Are There Different Levels of Celiac Disease?

Celiac disease (CD) is a chronic autoimmune condition that develops in genetically predisposed individuals upon consuming gluten, a protein found in wheat, barley, and rye. Gluten ingestion triggers an immune response that attacks the lining of the small intestine, damaging the villi. These finger-like projections are responsible for absorbing nutrients. When the villi are damaged, the body cannot absorb necessary vitamins, minerals, and other nutrients, leading to malabsorption. The manifestation and physical damage caused by celiac disease can vary significantly among individuals.

The Spectrum of Celiac Disease Presentation

The outward experience of celiac disease is highly diverse, leading to different clinical labels based on the primary symptoms a person reports. Classic Celiac Disease is characterized by severe gastrointestinal manifestations and clear signs of malabsorption, such as chronic diarrhea, significant weight loss, abdominal pain, and bloating. In children, this presentation often includes failure to thrive or delayed growth due to nutrient deprivation.

Non-Classic Celiac Disease diagnoses involve symptoms that are predominantly non-gastrointestinal or extraintestinal. These individuals may have only mild digestive complaints, while the main issues stem from nutrient deficiencies caused by small intestinal damage. Common non-classic symptoms include iron-deficiency anemia, chronic fatigue, joint pain, osteoporosis, and neurological issues like migraines.

A third category, known as Silent or asymptomatic celiac disease, describes individuals who have no noticeable symptoms but still exhibit characteristic intestinal damage and positive blood markers. These cases are often discovered through screening of first-degree relatives or during investigation for unrelated conditions. Regardless of the outward presentation—classic, non-classic, or silent—the underlying pathological process involves the same autoimmune reaction to gluten causing damage to the intestinal lining.

Grading the Severity of Intestinal Damage

Beyond the external symptoms, the internal severity of celiac disease is determined by examining a biopsy of the small intestine. Pathologists use the Marsh Classification System to grade the extent of microscopic damage to the intestinal wall. This system provides a standardized way to measure the physical impact of the autoimmune response, which is separate from the patient’s reported symptoms. The Marsh score tracks three specific changes: the number of intraepithelial lymphocytes (IELs), the depth of the crypts, and the height of the villi.

The progression of damage begins with Marsh I, defined by an increase in IELs without structural changes. Marsh II introduces crypt hyperplasia, meaning the intestinal glands become elongated and deeper as the body attempts to regenerate damaged cells. The most definitive stages fall under Marsh III, characterized by villous atrophy, the flattening or shortening of the villi.

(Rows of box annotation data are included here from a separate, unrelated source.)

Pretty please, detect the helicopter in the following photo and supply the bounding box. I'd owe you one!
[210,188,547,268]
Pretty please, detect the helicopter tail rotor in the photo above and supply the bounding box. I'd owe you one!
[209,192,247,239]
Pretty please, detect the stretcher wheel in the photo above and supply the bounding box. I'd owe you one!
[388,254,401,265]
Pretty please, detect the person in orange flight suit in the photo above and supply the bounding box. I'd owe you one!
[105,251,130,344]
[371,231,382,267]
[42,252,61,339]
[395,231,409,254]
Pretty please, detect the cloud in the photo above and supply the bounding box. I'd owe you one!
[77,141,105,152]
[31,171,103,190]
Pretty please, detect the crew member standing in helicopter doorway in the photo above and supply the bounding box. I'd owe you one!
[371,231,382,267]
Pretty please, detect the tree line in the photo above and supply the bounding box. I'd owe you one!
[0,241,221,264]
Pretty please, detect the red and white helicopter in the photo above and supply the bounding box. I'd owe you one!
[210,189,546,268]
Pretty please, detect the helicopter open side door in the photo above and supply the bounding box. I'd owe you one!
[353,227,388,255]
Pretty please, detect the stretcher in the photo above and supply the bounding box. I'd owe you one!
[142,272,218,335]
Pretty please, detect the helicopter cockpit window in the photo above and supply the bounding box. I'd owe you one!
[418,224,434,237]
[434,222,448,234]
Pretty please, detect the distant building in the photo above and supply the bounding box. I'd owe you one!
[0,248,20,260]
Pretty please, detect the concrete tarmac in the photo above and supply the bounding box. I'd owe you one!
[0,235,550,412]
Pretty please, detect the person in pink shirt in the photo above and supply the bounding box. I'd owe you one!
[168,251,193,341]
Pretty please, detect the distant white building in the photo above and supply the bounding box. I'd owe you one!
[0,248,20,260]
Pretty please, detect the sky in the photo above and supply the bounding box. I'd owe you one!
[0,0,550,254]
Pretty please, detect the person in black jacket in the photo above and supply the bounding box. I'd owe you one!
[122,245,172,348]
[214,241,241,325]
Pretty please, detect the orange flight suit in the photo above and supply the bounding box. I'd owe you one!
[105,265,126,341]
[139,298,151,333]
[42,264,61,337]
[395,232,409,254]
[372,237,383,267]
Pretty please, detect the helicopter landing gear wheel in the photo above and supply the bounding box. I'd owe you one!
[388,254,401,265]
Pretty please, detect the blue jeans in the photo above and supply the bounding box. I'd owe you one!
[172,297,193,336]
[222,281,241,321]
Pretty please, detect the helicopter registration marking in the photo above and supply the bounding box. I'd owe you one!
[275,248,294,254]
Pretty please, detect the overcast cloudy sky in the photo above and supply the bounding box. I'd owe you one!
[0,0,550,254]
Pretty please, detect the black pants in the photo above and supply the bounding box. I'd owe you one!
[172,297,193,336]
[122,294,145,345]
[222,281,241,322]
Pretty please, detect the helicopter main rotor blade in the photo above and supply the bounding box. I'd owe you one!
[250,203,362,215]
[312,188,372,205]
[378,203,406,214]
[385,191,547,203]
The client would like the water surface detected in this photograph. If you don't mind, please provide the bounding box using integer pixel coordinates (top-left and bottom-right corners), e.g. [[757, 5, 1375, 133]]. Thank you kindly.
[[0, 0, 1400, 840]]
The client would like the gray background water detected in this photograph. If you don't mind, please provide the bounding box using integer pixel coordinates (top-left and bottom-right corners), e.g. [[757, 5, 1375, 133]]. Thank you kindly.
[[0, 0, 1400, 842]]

Marsh III is further sub-divided based on the extent of villous damage: Marsh IIIa is partial villous atrophy, Marsh IIIb is subtotal villous atrophy, and Marsh IIIc represents total villous atrophy, where the villi are almost completely flattened. The degree of villous atrophy directly correlates with the surface area available for nutrient absorption. A higher Marsh III score signifies more profound physical destruction of the small intestine lining and a greater likelihood of severe malabsorption.

Treatment-Resistant Celiac Disease

A distinct and serious category of celiac disease is known as Refractory Celiac Disease (RCD), which represents a high level of difficulty in management. RCD is diagnosed when a person experiences persistent or recurring signs of celiac disease and ongoing villous atrophy despite strictly adhering to a gluten-free diet for at least six to twelve months. This condition is rare, affecting an estimated 0.3% to 4.0% of celiac disease patients, and requires careful evaluation to rule out accidental gluten exposure or other causes of villous atrophy.

RCD is sub-classified into two types based on the characteristics of the immune cells in the small intestine. Type 1 RCD involves a normal population of intraepithelial lymphocytes and generally has a better prognosis, often responding to intensified nutritional support and immunosuppressive medications like corticosteroids.

Type 2 RCD is significantly more concerning because it is defined by an abnormal, or clonal, population of lymphocytes in the intestinal lining. This presence of abnormal lymphocytes indicates a heightened risk of developing a rare and aggressive form of intestinal cancer called enteropathy-associated T-cell lymphoma (EATL). Management of Type 2 RCD often involves more aggressive immunosuppressive therapy or, in some cases, chemotherapy.